Hi, I am learning loopy belief propagation for MRF. The general roadmap is to define a Bethe approximation, which is exact for a tree but wrong for general graphs.
I'm currently stuck at the point to compute the Bethe entropy. Let's consider a pairwise tree in here (p. 21).
where $b(\cdot)$ is a belief (marginal distribution) of either a factor or a node.
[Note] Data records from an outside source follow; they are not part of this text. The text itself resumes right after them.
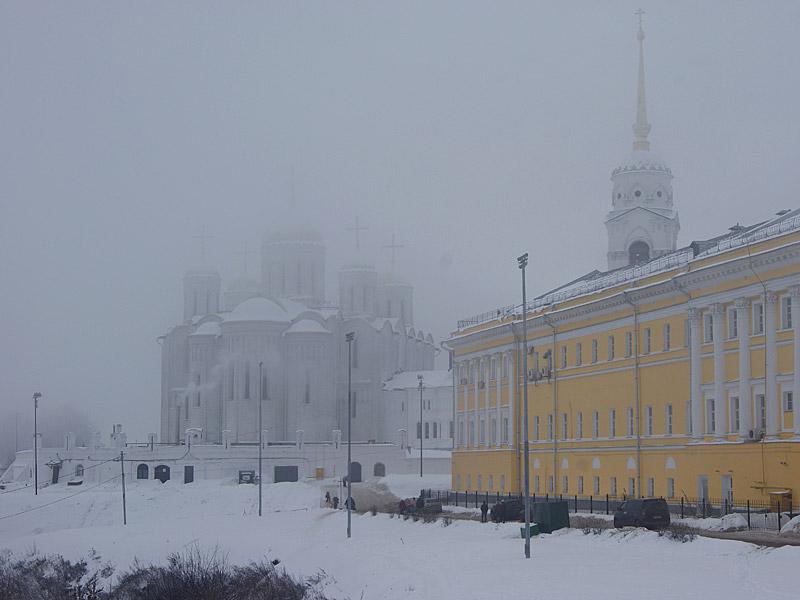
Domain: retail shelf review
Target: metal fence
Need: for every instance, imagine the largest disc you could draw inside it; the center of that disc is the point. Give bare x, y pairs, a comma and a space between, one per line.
759, 514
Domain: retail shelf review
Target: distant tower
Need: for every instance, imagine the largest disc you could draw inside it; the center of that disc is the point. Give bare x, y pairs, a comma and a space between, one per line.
293, 266
643, 223
201, 289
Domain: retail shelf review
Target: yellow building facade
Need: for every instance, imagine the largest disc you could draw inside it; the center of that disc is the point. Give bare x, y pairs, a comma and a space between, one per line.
672, 374
674, 378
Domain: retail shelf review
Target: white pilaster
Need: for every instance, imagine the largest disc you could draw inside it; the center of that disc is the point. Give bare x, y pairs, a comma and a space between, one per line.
796, 377
772, 366
696, 373
512, 398
719, 371
745, 395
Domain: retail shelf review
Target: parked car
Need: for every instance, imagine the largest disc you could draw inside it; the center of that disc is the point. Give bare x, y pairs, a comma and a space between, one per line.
652, 513
509, 509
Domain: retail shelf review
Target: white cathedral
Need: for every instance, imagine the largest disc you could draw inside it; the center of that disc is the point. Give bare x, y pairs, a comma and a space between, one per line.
280, 342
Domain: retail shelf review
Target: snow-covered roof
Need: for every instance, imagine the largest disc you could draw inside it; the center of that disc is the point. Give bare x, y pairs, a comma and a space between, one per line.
207, 328
259, 309
306, 326
408, 379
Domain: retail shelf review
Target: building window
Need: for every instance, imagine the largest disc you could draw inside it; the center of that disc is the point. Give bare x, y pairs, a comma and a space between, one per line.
733, 323
788, 401
758, 318
708, 328
786, 312
734, 413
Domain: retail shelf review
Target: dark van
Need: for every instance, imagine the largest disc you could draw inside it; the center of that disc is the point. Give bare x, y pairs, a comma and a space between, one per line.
652, 513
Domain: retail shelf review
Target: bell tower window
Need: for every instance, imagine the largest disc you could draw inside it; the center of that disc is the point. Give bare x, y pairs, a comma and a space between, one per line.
638, 253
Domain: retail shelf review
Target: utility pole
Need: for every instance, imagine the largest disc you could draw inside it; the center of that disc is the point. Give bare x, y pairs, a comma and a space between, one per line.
419, 378
36, 397
523, 262
260, 431
124, 506
349, 339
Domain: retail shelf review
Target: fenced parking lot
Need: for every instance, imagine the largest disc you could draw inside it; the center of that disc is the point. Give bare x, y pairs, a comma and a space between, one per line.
759, 515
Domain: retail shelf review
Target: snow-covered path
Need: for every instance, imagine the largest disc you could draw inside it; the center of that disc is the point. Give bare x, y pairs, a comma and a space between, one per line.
391, 558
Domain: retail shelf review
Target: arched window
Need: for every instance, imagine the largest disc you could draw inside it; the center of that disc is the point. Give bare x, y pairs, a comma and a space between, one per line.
638, 253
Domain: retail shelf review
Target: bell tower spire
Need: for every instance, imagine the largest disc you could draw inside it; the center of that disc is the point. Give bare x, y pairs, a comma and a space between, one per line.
641, 128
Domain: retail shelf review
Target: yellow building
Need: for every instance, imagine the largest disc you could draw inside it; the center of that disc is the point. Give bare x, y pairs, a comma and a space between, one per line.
670, 376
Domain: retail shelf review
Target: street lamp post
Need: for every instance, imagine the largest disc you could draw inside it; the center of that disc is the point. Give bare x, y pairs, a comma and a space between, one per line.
523, 262
36, 397
349, 339
419, 378
260, 431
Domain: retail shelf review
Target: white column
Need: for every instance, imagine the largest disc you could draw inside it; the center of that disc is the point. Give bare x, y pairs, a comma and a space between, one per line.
512, 398
796, 378
696, 373
745, 395
720, 426
772, 366
498, 375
The entropy is then computed as if it's a sum of the entropy of independent variables. However, $X_a$ overlaps with each other, and $X_a$ actually contains $x_i$ for some $i$. I don't know how this entropy is decomposed.
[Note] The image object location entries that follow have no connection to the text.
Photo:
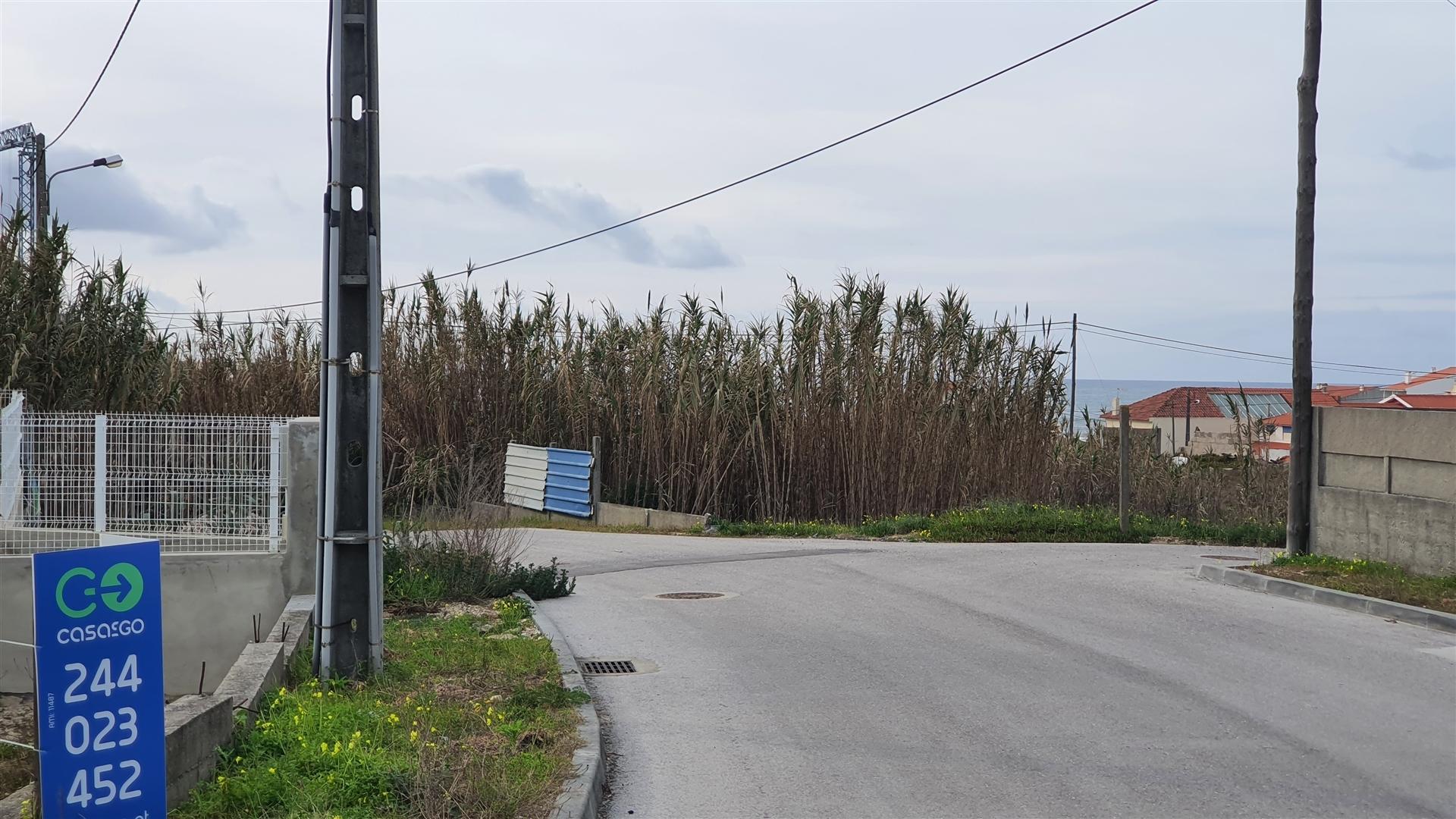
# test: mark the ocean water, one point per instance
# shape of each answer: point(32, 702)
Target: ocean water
point(1097, 394)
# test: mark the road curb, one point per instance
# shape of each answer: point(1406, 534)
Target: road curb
point(582, 795)
point(1277, 586)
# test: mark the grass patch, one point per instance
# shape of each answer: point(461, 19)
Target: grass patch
point(18, 768)
point(18, 765)
point(1021, 522)
point(468, 719)
point(1369, 577)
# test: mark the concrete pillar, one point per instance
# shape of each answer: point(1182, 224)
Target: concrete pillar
point(302, 506)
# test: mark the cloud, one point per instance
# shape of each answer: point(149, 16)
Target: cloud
point(1421, 161)
point(114, 200)
point(574, 210)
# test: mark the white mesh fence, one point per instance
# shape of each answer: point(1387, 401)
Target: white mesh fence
point(196, 483)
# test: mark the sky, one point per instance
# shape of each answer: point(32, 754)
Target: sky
point(1142, 178)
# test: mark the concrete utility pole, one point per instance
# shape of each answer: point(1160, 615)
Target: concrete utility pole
point(1301, 452)
point(1072, 413)
point(1125, 468)
point(348, 608)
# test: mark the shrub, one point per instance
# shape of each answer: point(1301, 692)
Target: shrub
point(425, 567)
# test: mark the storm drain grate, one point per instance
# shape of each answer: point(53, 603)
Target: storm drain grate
point(607, 667)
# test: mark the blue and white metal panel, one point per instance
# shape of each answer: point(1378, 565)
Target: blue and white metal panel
point(549, 479)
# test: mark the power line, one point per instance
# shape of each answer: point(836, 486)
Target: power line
point(752, 177)
point(98, 76)
point(1280, 359)
point(1228, 356)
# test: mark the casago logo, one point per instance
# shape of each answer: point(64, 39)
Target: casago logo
point(120, 589)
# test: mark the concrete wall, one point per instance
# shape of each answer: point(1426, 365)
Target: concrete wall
point(199, 725)
point(1385, 485)
point(607, 515)
point(209, 599)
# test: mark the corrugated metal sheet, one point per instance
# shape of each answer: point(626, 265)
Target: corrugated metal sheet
point(1260, 404)
point(549, 479)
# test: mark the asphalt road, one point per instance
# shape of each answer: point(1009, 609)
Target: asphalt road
point(995, 679)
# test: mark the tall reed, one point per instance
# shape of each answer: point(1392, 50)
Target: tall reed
point(842, 406)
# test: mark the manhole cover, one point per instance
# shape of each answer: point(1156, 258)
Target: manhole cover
point(607, 667)
point(691, 595)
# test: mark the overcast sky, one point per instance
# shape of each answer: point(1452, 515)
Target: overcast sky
point(1144, 177)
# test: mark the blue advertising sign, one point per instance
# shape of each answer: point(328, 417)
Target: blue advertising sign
point(98, 682)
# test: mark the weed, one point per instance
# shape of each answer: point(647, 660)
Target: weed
point(425, 567)
point(1021, 522)
point(1369, 577)
point(457, 725)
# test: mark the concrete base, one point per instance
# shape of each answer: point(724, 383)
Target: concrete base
point(209, 602)
point(607, 515)
point(199, 725)
point(256, 670)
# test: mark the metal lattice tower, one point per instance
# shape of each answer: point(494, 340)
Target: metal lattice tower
point(27, 140)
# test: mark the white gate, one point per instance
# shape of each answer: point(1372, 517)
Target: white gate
point(197, 483)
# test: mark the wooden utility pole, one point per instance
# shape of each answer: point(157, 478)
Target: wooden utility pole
point(1301, 455)
point(1125, 468)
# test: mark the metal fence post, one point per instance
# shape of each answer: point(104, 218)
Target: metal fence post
point(274, 480)
point(596, 477)
point(99, 490)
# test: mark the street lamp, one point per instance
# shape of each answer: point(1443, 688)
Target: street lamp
point(114, 161)
point(42, 197)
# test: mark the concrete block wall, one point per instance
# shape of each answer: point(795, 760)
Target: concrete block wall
point(1385, 487)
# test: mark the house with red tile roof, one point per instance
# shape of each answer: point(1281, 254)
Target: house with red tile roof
point(1416, 401)
point(1199, 420)
point(1435, 382)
$$\begin{align} H_b=&-\sum_x\left(\prod_ab_a(X_a)\prod_ib_i(X_i)^{1-d_i}\right)\log\left(\prod_ab_a(X_a)\prod_ib_i(X_i)^{1-d_i}\right)\\ =&-\sum_x\left(\prod_ab_a(X_a)\prod_ib_i(X_i)^{1-d_i}\right)\left(\sum_a\log b_a(X_a)+\sum_i\log b_i(X_i)^{1-d_i}\right) \end{align}$$
Let's consider a particular term in the second parathesis associating with $X_{a^*}$:
$$-\sum_x \left(\prod\limits_a b_a(X_a)\cdot\prod_i b_i(X_i)^{1-d_i} \cdot \log b_{a^*}(X_{a^*})\right)$$
We cannot simply remove unnecessary factors in this term by rearranging the outer summation over $\{x_{a^*}\} \bigcup \mathcal{X}\backslash x_{a^*}$, because $X_a$ and $X_i$ are interwoven with each other.
I referred to Koller's book, and this part is also missing.
I am wondering if any one can point to the derivation of Bethe entropy. Thanks a lot.